Floor space . Do we have the space for a small plant?”

“We cou—”

“One simple complex for washing, filling, capping and conveying at, let’s say, four thousand bottles an hour. But it takes floor space .”

“Maybe we could find a few hundred square f—”

“Get me some quotes.”

“The onl—”

“And make sure it’s a stand-alone in case the thing goes tits up. We should be looking at some bigger containers too, with, you know, tamper-evident snap closures, leak-proof low-density polyethylene. And I mean, make it thick! Like thirty-eight millimeters, which is the industry standard. Stuart, you and Herman both look like you fell out of your high chairs.”

Herman tried to contribute. “Maybe the tamper thing with plain water—”

“Tampering? Tampering is on the way. That’s all we have in America: tampering .”

At four, Paul went for a smoke behind the buildings. Guys from other plants were in the alleyway smoking too. Smoke in back, talk in your car, relieve yourself in the john; it was always something. Someday, all you’d do in these buildings would be work. But it was nice to get some air and see the sky at the top of the alley and enjoy the quiet glee he’d always felt, yes, even in prison where the patterned movements of the men were broken by hot spells of peril that had been, with some awful exceptions, an adventure.

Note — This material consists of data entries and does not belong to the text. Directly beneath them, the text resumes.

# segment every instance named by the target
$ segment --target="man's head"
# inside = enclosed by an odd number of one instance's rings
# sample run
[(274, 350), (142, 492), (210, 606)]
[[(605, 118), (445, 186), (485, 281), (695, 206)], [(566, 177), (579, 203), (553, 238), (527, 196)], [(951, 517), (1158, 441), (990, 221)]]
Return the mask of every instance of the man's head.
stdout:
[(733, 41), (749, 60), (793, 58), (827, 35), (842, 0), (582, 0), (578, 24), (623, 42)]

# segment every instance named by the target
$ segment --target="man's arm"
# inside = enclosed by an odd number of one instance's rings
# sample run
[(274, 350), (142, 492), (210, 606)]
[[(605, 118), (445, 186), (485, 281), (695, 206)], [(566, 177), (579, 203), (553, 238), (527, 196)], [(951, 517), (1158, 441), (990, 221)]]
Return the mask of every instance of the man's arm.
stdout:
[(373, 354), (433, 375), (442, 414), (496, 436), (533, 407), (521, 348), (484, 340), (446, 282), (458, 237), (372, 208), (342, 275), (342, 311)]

He kept walking, soaking in the pleasures of what peered at him in the form of nature: mushrooms at the base of steel bins, an effulgent cloudscape way down toward the RV lot, children playing in front of a very run-down day care center, children soon to grow old, wave after wave of them in a town as ordinary as the flat earth, waxing, waning, pushing each other off the edge into the abyss and no God to care. But in the meanwhile, a rather rich and detailed picture! All of this, thought Paul, is why we must hunt down the wherewithal that held irritation at bay, not that it saved so much as an ant from oblivion, but for its anesthetic properties in a phenomenally bleak deal handed down to the human race by the Joker. However, money was another thing: Money brings us closer to nature.